A Python wrapper for the OpenCL FFT library clFFT.
The open source library clFFT implements FFT for running on a GPU via OpenCL. Some highlights are:
- batched 1D, 2D, and 3D transforms
- supports many transform sizes (any combinatation of powers of 2,3,5,7,11, and 13)
- flexible memory layout
- single and double precisions
- complex and real-to-complex transforms
- supports injecting custom code for data pre- and post-processing
This python wrapper is designed to tightly integrate with PyOpenCL. It consists of a low-level Cython based wrapper with an interface similar to the underlying C library. On top of that it offers a high-level interface designed to work on data contained in instances of
pyopencl.array.Array, a numpy work-alike array class for GPU computations. The high-level interface takes some inspiration from pyFFTW. For details of the high-level interface see fft.py.
- 2017/11/05 for 2D and 3D transforms with default (empty) settings for the transform axes, now a more clever ordering of the transform axes is chosen, depending on the memory layout: last axis is transformed first for a C contiguous input array. I have seen huge performance improvements, 3x to 4x compared to the previous approach (always first axis first). Please report back benchmark results ('python -m gpyfft.benchmark') if this holds true for your GPU.
The low lever interface is complete (more or less), the high-level interface is not yet settled and likely to change in future. Features to come (not yet implemented in the high-level interface):
- low level wrapper (mostly) completed
- high level wrapper
- complex-to-complex transform, in- and out-of-place
- real-to-complex transform (out-of-place)
- complex-to-real transform (out-of-place)
- single precision
- double precision
- interleaved data
- support injecting custom OpenCL code (pre and post callbacks)
- accept pyopencl arrays with non-zero offsets (Syam Gadde)
- heuristics for optimal performance for choosing order axes transform if none given (Release 0.7.1)
Here we describe a simple example of performing a batch of 2D complex-to-complex FFT transforms on the GPU, using the high-level interface of gpyfft. The full source code of this example ist contained in simple_example.py, which is the essence of benchmark.py. Note, for testing it is recommended to start simple_example.py from the command line, so you have the possibility to interactively choose an OpenCL context (otherwise, e.g. when using an IPython, you are not asked end might end up with a CPU device, which is prone to fail).
import numpy as np import pyopencl as cl import pyopencl.array as cla from gpyfft.fft import FFT
context = cl.create_some_context() queue = cl.CommandQueue(context)
initialize memory (on host and GPU). In this example we want to perform in parallel four 2D FFTs for 1024x1024 single precision data.

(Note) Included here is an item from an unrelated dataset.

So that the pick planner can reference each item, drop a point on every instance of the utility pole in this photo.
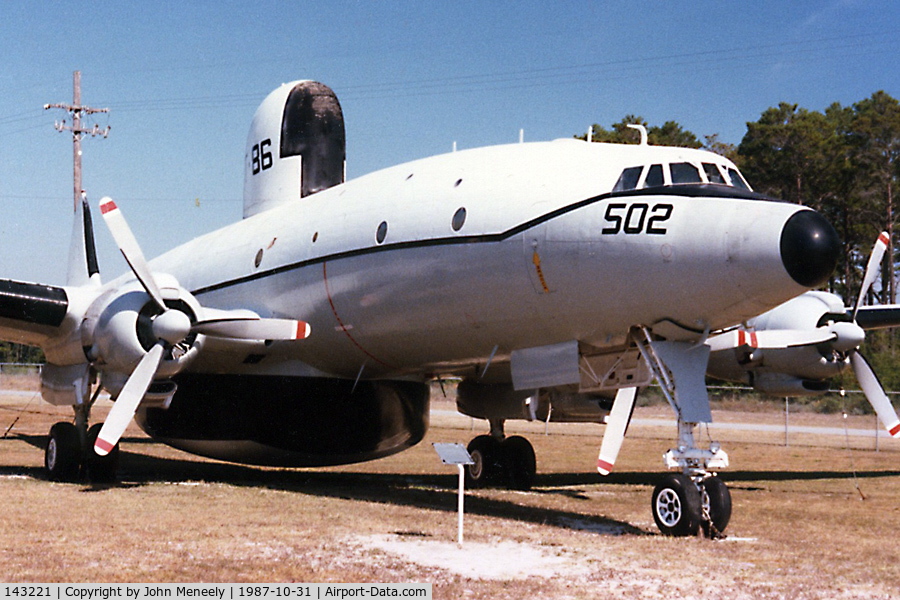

data_host = np.zeros((4, 1024, 1024), dtype = np.complex64) #data_host[:] = some_useful_data data_gpu = cla.to_device(queue, data_host)
create FFT transform plan for batched inline 2D transform along second two axes.
transform = FFT(context, queue, data_gpu, axes = (2, 1))
If you want an out-of-place transform, provide the output array as additional argument after the input data.
Start the work and wait until it is finished (Note that enqueu() returns a tuple of events)
event, = transform.enqueue() event.wait()
Read back the data from the GPU to the host
result_host = data_gpu.get()
A simple benchmark is contained as a submodule, you can run it on the command line by
python -m gpyfft.benchmark, or from Python
import gpyfft.benchmark gpyfft.benchmark.run()
Note, you might want to set the
PYOPENCL_CTX environment variable to select your OpenCL platform and device.